It takes a community to beat toxicity.

You’ve all heard it said: “It takes a village to raise a child”.
But what does it take to raise tech startups? This question has been all the rage since the dotcom bubble of the 1990s made it clear to everyone that something was happening in Silicon Valley. Indeed, it wasn’t happening, at least not to the same extent, in the rest of the world. 

Beware the conflicts of interest.
Many people who rush to answer that question don’t really have the startups’ interests at heart. More often than not, they have a different agenda. It’s a corporate executive who needs some PR around innovation, or it’s a politician trying to buy the votes of young professionals and who’d like to cut the ribbon at a shiny incubator in a gentrified neighborhood nearby.

Founders, on the other hand, don’t ask themselves that question.
They’re too busy growing their business and making sure that the product they’re building is something people want. Therefore the conversation around what startups need is dominated by non-entrepreneurs, and the resulting environment ends up being unfit for startups. Ambitious founders don’t care about that partnership with a big corporation. And they don’t really need that shiny incubator.
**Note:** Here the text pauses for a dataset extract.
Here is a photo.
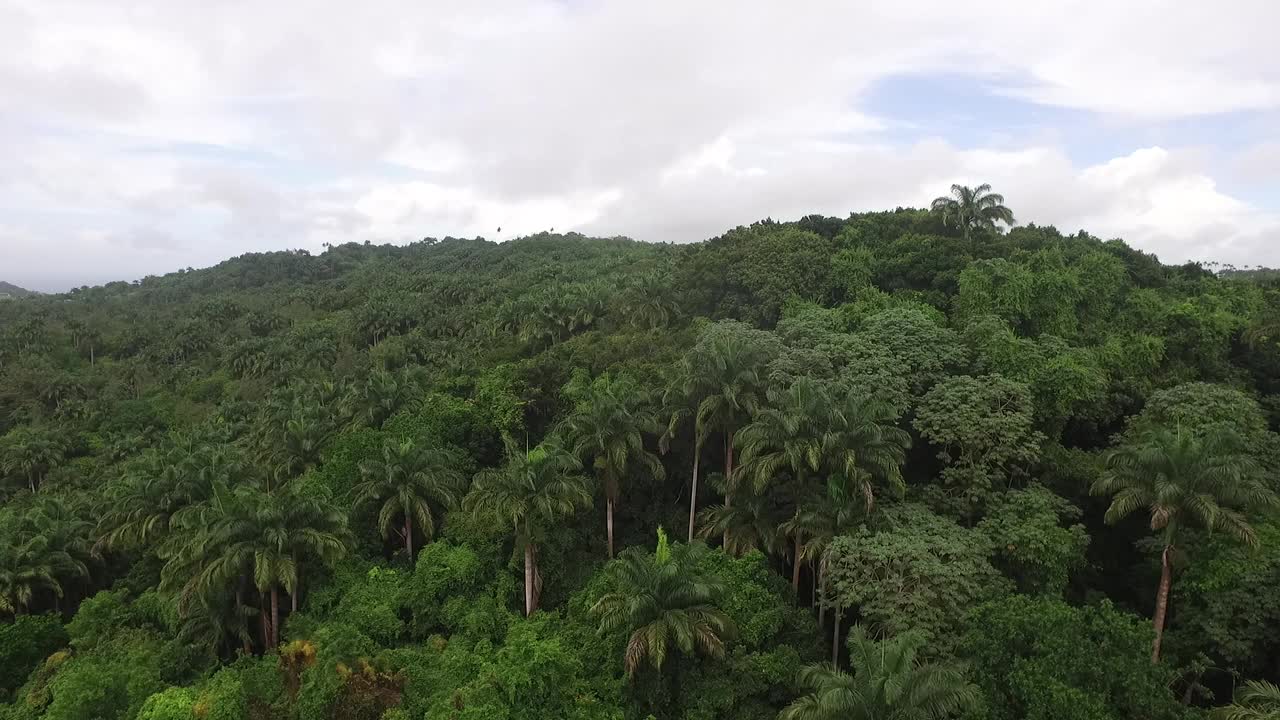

You could argue that it doesn’t matter.
“Let corporate executives and politicians do their thing, the startups will grow anyway.” But that’s not true. As a founder, you can’t extract yourself from what surrounds you: the business practices, the regulations, the mindset, the culture. If you let others take charge, what you end up with is toxicity: what they’re building—without even asking you—becomes a problem that impairs your chances of success.

This is why startup communities are so critical.
The concept of a “startup community” was first introduced by investor Brad Feld, who then clarified it even further in a book co-written with my friend Ian Hathaway. There’s a distinction between a startup community (“the beating heart of entrepreneurship in a city”) and the related entrepreneurial ecosystem (“a generalized structure that wraps around and depends on a startup community to give it life”).

The sequence matters: the startup community has to come first.
As written by Brad and Ian,

Cultivation and support of leaders that emerge from the startup community are essential to consistently produce better entrepreneurs and startups. As entrepreneurs succeed, actors in the broader entrepreneurial ecosystem will engage more effectively with the startup community, and a virtuous cycle will develop that draws in more people, resources, and support. This is similar to the entrepreneurship concept of product/market fit, so we call it community/ecosystem fit.

The bottom line?
The environment in which you’re building your business matters. As a founder, you should be involved in shaping that environment. To that effect, you should be a part of the local startup community—one that is by entrepreneurs, for entrepreneurs. Only when that community is strong enough can all the other players (investors, law firms, investment banks, big corporations, government, universities, think tanks) join the dance and work with founders to build a vibrant entrepreneurial ecosystem.